Forum OpenACS Q&A: Is Postgres/MySQL ready for VLDB solutions?

Should we stay away from Postgres or MySQL for VLDB problems?

I have some questions for all you db experts, especially regarding postgres..

Basically our team have been doing scientific marketing, and the load is getting too much for our current configuration. We wish to take sales, web access data, email clickthrough, personal profile data from hundreds of data sources for a dozen clients... plug them into a cheap 5+ server offline db farm.. and be able pull reports (doesn't have to be OLAP.. but that would be a bonus) on large data sets that increases by the gigabytes per week.
The required dataset that make up the input of the regular reports we generate are becoming more than a hundred million rows.

We'll be using major analytic tools to pull from these databases so it's necessary it supports ODBC and friends.

We don't have the budget of large companies. Who can easily justify entire multi-million Siebel installations. And we can't afford wonderful platforms like Oracle on distributed Solaris or SQL Server enterprise on clustered Xeons.

I have heard that Postgres recently acquired the ability to do replication.. that's very exciting.. but will I be able to do selects over partitioned tables spread over multiple databases? I like to learn about what you guys know about free database's limits and near future developments that we can look forward to.

Is there anything in the OSS community that resembles EMC's drive farms?

Any aid or pointers would be much appreciated.

And many apologies to those who feel this thread is off-topic.

Collapse
Posted by David C on
Hi, my coworkers has asked me to also ask about single server situations.. and to add SAPDB and Firebird/Interbase to the discussion.. if anyone can provide any explanation of the scalabilities and replication options of all of above mentioned databases that would be great! Thanks!
Collapse
Posted by Talli Somekh on
This isn't much of an answer for you, but if you need open source OLAP you might want to take a look at Mondrian

talli

Collapse
Posted by David C on
Any help is appreciated, thanks!
Collapse
Posted by Don Baccus on
I suggest you ask about Postgres on the Postgres general discussion list.

Dynamic database-driven websites tend not to accumulate gigabytes of new data per week.  You're not likely to find much practical experience-driven advice here on database systems of that size, and since we support Oracle as well as Postgres with our toolkit we often see our largest, most dynamic sites implemented using Oracle as the back-end.

But there are people in the Postgres community proper who have experience with datasets that grow as rapidly as you describe, so I'm quite sure you'll get some useful info if you ask there .  Go to postgresql.org and click on the "lists" link - you have to subscribe to post unfortunately but that's life!

Collapse
Posted by Andrew Piskorski on
David, if you have a chance to come back to this thread and summarize what you end up learning, that would be cool. :)

It's not clear to me whether you really need database replication at all, but since you mention it, from reading stuff on the web, I know:

PostgreSQL currently has production ready replication for one read/write master, many read-only slaves, in eRServer and/or RServ

PosgreSQL also has something very much cooler in Postgres-R, but it sounds like there's lots of work to get that refactored and brought up to date with the current version of PostgreSQL. I think it all came out of Bettina Kemme's PhD thesis research, so now that she's a professor at McGill maybe some of her students will do the work. :) Btw, her "Don't be lazy, be consistent: Postgres-R, a new way to implement Database Replication." paper is pretty interesting reading.

Collapse
Posted by Andrew Piskorski on
Btw, John Sequira recently pointed out this brief Yahoo article about Clusgres, a tool for clustering PostgreSQL for higher performance.
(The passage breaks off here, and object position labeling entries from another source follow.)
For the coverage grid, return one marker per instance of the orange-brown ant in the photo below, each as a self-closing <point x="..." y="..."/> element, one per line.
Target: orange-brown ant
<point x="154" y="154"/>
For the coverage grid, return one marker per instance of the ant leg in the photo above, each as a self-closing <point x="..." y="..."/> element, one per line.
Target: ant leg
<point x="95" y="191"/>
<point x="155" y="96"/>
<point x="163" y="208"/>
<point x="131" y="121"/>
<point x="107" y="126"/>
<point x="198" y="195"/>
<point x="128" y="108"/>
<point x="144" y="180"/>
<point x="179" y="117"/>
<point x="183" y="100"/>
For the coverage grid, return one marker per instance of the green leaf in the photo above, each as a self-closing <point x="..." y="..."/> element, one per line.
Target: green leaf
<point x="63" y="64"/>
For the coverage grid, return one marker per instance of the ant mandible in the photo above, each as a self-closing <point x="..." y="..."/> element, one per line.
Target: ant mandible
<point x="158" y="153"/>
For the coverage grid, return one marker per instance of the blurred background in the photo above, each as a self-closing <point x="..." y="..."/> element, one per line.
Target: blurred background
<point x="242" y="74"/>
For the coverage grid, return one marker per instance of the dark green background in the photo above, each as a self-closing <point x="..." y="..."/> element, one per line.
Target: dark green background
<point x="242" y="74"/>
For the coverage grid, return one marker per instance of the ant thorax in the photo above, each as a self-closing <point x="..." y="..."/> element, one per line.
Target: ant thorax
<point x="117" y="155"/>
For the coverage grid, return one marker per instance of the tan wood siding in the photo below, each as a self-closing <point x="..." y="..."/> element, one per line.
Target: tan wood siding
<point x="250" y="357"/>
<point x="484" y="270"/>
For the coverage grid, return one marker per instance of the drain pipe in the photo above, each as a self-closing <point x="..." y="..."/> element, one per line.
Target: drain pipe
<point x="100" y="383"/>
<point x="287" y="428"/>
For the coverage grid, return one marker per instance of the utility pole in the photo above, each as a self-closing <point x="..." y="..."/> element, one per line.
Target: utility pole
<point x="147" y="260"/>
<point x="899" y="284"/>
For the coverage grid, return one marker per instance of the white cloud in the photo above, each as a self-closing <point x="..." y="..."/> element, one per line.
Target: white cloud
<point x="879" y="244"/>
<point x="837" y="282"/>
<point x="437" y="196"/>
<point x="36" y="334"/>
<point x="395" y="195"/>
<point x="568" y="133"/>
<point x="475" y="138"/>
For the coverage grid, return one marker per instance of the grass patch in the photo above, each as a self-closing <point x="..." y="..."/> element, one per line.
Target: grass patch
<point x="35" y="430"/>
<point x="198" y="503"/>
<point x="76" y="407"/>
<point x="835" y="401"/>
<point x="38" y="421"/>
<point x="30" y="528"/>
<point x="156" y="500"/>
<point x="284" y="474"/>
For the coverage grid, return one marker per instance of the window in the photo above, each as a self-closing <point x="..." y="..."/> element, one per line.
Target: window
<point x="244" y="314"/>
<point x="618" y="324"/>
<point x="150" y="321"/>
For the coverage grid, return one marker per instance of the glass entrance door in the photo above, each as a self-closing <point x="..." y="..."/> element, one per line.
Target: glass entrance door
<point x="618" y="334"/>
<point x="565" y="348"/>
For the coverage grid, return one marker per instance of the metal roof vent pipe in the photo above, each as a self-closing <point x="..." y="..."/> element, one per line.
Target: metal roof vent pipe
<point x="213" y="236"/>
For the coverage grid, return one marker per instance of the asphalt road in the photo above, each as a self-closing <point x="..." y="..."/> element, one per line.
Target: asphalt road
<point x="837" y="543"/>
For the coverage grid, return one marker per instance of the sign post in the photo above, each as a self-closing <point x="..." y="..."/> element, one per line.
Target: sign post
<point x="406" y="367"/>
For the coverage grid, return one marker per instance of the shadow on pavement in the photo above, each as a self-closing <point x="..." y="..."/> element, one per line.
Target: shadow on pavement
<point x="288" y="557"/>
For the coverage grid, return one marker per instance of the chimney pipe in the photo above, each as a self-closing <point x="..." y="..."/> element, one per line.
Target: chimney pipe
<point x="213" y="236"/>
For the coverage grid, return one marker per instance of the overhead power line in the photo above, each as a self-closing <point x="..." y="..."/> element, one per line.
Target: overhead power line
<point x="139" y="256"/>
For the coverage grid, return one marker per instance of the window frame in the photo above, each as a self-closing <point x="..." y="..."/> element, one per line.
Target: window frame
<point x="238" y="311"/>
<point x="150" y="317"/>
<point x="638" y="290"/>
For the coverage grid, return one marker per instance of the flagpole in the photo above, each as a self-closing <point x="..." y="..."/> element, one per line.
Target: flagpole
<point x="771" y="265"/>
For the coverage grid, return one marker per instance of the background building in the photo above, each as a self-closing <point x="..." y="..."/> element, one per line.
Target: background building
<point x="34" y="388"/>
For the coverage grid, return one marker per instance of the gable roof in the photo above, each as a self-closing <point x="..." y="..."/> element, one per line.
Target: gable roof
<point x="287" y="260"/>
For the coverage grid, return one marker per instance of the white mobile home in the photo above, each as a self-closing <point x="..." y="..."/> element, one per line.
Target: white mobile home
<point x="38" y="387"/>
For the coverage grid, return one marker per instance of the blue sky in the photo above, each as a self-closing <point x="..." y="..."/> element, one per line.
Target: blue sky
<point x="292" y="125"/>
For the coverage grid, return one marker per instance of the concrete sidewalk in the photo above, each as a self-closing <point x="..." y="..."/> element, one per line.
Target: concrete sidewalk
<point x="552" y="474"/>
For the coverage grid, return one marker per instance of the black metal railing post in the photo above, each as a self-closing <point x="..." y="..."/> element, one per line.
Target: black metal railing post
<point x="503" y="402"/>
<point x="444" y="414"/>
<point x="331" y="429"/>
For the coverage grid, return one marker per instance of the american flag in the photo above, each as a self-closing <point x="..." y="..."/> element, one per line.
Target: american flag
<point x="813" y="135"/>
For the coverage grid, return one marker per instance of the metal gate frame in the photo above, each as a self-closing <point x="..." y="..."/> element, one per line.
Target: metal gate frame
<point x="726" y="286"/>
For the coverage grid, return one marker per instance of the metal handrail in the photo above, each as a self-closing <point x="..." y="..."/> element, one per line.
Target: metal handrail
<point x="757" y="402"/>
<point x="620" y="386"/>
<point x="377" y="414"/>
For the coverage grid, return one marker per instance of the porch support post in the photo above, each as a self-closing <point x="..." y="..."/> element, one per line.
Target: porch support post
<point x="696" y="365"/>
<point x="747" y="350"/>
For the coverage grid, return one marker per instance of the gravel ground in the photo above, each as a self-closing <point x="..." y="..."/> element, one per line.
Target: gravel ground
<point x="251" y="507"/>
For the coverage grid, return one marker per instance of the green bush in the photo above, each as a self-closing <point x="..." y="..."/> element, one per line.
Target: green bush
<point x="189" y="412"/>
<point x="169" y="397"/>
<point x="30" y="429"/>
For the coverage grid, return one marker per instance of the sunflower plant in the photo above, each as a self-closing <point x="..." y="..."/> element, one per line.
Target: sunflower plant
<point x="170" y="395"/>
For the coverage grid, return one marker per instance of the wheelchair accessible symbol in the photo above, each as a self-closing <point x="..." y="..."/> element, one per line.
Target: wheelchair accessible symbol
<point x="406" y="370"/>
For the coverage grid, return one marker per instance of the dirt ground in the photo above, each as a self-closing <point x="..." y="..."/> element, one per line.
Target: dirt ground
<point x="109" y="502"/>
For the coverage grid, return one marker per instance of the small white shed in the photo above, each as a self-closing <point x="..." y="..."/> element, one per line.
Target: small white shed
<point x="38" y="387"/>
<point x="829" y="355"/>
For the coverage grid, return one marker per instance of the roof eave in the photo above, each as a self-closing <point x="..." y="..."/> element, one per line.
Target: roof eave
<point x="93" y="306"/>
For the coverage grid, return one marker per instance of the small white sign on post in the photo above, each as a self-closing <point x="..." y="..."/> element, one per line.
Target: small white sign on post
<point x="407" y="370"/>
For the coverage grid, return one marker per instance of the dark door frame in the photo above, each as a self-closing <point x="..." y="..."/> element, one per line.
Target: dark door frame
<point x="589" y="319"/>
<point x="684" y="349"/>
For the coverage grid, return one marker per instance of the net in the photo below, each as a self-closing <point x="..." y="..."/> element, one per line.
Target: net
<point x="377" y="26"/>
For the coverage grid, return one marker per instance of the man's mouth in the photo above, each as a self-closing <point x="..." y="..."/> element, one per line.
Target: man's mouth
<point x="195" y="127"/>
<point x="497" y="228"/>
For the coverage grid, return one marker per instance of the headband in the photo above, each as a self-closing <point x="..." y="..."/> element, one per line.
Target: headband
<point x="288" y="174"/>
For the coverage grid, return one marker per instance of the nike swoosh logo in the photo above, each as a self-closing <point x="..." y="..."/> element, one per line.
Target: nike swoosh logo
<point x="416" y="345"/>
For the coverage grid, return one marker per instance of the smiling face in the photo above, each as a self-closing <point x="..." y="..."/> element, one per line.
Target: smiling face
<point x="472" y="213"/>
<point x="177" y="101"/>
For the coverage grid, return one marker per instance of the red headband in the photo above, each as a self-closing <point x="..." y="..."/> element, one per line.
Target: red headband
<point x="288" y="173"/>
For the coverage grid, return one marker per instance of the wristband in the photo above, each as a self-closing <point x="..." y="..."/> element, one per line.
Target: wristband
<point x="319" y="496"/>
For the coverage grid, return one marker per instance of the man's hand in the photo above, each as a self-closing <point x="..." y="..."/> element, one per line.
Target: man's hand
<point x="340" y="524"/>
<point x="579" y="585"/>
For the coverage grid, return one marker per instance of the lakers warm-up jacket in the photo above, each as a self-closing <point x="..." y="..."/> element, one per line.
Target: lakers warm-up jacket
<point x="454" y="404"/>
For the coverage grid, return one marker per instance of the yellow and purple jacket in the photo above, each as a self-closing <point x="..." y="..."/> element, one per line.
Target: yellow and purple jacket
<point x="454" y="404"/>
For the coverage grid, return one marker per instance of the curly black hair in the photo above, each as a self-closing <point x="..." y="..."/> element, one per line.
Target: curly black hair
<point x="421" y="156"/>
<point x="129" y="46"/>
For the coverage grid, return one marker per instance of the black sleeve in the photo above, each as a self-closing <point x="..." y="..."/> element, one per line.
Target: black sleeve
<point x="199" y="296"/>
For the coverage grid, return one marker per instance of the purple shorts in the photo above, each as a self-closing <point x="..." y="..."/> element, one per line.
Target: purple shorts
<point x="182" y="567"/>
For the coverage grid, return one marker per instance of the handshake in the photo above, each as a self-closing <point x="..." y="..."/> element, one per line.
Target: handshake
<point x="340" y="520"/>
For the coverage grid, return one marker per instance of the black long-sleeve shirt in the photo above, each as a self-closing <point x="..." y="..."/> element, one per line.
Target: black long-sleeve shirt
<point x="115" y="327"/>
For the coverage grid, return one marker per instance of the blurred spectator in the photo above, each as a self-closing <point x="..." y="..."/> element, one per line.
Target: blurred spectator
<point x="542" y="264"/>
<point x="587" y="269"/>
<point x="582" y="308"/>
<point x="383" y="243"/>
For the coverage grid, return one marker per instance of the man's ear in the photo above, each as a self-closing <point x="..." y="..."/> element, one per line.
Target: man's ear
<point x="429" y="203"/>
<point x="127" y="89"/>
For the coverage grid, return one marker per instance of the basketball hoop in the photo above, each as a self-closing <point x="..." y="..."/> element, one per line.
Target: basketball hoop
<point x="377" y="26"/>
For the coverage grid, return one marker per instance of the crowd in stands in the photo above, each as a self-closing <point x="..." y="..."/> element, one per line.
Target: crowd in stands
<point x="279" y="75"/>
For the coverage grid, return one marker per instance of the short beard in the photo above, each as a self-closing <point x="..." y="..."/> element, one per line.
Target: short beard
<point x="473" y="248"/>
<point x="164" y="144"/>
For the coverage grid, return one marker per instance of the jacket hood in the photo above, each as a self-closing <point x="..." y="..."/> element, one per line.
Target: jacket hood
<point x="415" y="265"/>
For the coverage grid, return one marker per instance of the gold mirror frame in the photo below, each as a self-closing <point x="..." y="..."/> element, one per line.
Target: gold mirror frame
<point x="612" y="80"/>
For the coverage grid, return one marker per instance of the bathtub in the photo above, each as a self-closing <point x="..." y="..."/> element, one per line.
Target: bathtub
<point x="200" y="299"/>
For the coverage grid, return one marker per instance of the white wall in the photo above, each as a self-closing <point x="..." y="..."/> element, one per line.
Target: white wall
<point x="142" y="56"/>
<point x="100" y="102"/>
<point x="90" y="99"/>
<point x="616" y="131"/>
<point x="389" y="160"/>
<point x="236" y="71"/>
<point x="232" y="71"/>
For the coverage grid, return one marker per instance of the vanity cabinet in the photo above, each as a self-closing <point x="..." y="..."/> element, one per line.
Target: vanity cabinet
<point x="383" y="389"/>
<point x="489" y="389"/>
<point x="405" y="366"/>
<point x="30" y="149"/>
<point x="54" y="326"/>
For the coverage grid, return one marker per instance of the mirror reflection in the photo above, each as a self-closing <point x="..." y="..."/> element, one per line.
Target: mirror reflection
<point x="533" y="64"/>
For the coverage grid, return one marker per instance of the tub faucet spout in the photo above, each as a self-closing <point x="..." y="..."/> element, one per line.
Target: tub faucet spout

In contrast to say, Backplane (which sounds like super-early-alpha code, not currently useful for anything real), Clustgres sounds like it might actually be useful now in some cases.

Aha, however, they require the (expensive, very high performance) Dolphin/SCI network interconnect. And they say they're using its shmem-style global shared memory hardware, so unfortunately, they are not just taking advantage of SCI's very low latency, they need that distributed shared memory support.

If they were using SCI just for the low latency, then presumably you could still run Clustgres and a cluster with Ethernet hardware (although with probably very bad performance), and could improve the performance somewhat adopting the GAMMA, M-VIA, or other codebases that let you come much closer to SCI latencies using cheap ethernet hardware, much closer than you can ever get using the typical Linux kernel and TCP/IP interface. But that isn't the case - oh well.

They say however that Clustgres currently allows writes, but is "optimized only for reads". Ah, and they're currently using NFS to share the filesystem. Ugh, how could that possibly support transactional and atomic writes? My guess is it can't, and that's why they're currently doing all writes only on the master node. Perhaps a real cluster distributed file-system with the right properties would let Clustgres scale for writes as well as reads, and maybe such a FS is do-able as long as they're already dependent on the SCI hardware.

Actually, I'm not sure how/why NFS would work for transactional reads either, but presumably they've made it do so. (I'm very foggy on what sort of actual locking and ACIDity primitives NFS provides, I just know they're supposed to suck.) Their "white paper" is pretty vague on how the magic "libOPUS" libraries used by Clustgres actually work.

Anyway, Clustgres seems interesting, but given the high cost of SCI hardware, and its current non-scalability for writes, I bet you'd have to have a large PostgreSQL database to make using Clustgres worthwhile. But, if you already had a one really big SMP server, as your database grows it might actually pay to offload the read requests to a bunch of (still expensive) smaller boxes with SCI via Clustgres, thus avoiding having to trade up to an even bigger (and probably much more expensive) SMP box.

I wonder how, if at all, this Clustgres stuff relates to Postgres-R. Since it depends on the SCI hardware I suspect it's unrelated. It would certainly be interesting to read a good compare and contrast of the two though...

Collapse
Posted by Andrew Piskorski on
The Lustre cluster file system sounds awfully complicated, but is in production use Lawrence Livermore and some other supercomputing centers. And it supports full POSIX file system semantics - which means you should be able to run an RDBMS on it. I've no idea whether anyone has actually done that or how well it works, though.
Collapse
Posted by Andrew Piskorski on
Some of the old info I posted in 2003 might be confusing now. My understanding is that since sometime in 2004, the primary PostgreSQL replication system has been Slony, replacing the older Rserver or eRServer stuff. Slony 1 currently does single-master multi-slave replication, but they have a roadmap for adding multi-master as well.
Collapse
Posted by Frank Bergmann on
Talli wrote:

This isn't much of an answer for you, but if you need
open source OLAP you might want to take a look at Mondrian

Hi,

I've been checking Mondrian a few days ago and it was quite a hassle to install. Not that much Mondrian itself, but the installer for JPivot is broken, the GUI frontend for Mondrian.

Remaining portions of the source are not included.